Vargervik Karin, Oberoi Snehlata, Hoffman William Y
Department of Orofacial Sciences, Center for Craniofacial Anomalies, School of Dentistry, University of California at San Francisco, California 94143-044, USA.
J Craniofac Surg. 2009 Sep;20 Suppl 2:1668-71. doi: 10.1097/SCS.0b013e3181b2d6e3.
To meet the medical, dental, and psychologic needs of the individual with a complex craniofacial birth defect such as cleft lip and palate, a team of specialists must be involved. The currently accepted standards of care can only be met if the appropriate specialists work together in the diagnostic workup and in the immediate and long-term planning and execution of the various treatment modalities required. This concept is clearly stated in the "Parameters" document published by the American Cleft Palate-Craniofacial Association in 2004 (Cleft Palate Craniofac J 1993;30[Suppl]:S1-16).Not only does the interdisciplinary team care provide the best overall outcomes for the patient but also is the most efficacious and cost-effective way of meeting the goals of treatment. Interdisciplinary cleft team members should also be a resource in educating parents, students, and other health care providers and may be participants in research on prevention, interception, or regeneration. We present in this article the protocols and treatment outcomes of the University of California at San Francisco.
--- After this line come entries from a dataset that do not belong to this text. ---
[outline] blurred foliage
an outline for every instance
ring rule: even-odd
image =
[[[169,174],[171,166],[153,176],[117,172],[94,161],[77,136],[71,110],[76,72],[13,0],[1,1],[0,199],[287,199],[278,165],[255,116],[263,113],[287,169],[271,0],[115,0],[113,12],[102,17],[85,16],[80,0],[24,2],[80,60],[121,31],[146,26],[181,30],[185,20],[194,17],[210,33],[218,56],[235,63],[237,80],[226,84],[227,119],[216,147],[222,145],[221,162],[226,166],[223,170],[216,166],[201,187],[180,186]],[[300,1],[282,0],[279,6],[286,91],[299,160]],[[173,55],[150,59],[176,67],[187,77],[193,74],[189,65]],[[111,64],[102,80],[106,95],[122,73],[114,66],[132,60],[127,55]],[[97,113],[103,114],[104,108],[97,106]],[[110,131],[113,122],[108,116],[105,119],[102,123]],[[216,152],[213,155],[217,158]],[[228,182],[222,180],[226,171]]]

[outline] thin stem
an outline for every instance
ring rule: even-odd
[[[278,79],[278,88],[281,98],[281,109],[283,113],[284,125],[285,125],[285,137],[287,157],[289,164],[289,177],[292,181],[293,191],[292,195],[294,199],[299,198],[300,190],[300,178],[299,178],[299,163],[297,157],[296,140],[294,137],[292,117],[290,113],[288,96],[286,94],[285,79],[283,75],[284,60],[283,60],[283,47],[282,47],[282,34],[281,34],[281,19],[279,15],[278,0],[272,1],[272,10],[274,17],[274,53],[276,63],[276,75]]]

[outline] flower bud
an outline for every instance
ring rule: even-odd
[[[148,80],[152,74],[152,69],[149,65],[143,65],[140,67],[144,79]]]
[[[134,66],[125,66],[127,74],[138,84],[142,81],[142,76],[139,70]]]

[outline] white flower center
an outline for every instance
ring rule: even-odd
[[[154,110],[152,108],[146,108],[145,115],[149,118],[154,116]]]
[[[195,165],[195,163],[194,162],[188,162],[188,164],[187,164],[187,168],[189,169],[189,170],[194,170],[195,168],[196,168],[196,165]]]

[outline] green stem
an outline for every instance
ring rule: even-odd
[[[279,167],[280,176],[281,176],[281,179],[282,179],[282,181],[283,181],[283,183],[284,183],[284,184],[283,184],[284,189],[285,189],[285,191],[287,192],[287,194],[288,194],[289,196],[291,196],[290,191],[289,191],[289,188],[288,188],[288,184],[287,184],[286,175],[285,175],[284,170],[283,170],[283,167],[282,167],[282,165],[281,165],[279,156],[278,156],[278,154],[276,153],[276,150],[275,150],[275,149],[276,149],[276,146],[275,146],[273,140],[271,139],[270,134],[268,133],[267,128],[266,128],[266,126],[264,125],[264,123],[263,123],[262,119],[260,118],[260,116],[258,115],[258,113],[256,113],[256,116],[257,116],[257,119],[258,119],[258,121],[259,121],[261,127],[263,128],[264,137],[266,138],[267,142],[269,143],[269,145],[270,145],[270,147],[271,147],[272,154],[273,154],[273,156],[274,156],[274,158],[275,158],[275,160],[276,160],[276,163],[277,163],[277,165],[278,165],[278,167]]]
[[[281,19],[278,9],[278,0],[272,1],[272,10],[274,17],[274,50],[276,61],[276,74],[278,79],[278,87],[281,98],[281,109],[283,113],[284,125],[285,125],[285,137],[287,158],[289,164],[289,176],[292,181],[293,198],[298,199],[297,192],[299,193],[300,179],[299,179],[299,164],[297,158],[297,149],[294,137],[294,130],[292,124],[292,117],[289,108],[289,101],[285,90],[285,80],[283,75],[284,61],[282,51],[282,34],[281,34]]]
为满足患有唇腭裂等复杂颅面先天性缺陷个体的医疗、牙科及心理需求,必须有一组专家参与其中。只有当合适的专家共同参与诊断检查以及各种所需治疗方式的近期和长期规划与实施时,才能达到当前公认的护理标准。这一理念在美国腭裂-颅面协会2004年发布的“参数”文件中已有明确阐述(《腭裂与颅面杂志》1993年;30[增刊]:S1 - 16)。跨学科团队护理不仅能为患者提供最佳的总体治疗效果,也是实现治疗目标最有效且最具成本效益的方式。跨学科腭裂团队成员还应成为教育家长、学生及其他医疗服务提供者的资源,并且可能参与预防、阻断或再生方面的研究。在本文中,我们介绍了加利福尼亚大学旧金山分校的治疗方案及治疗结果。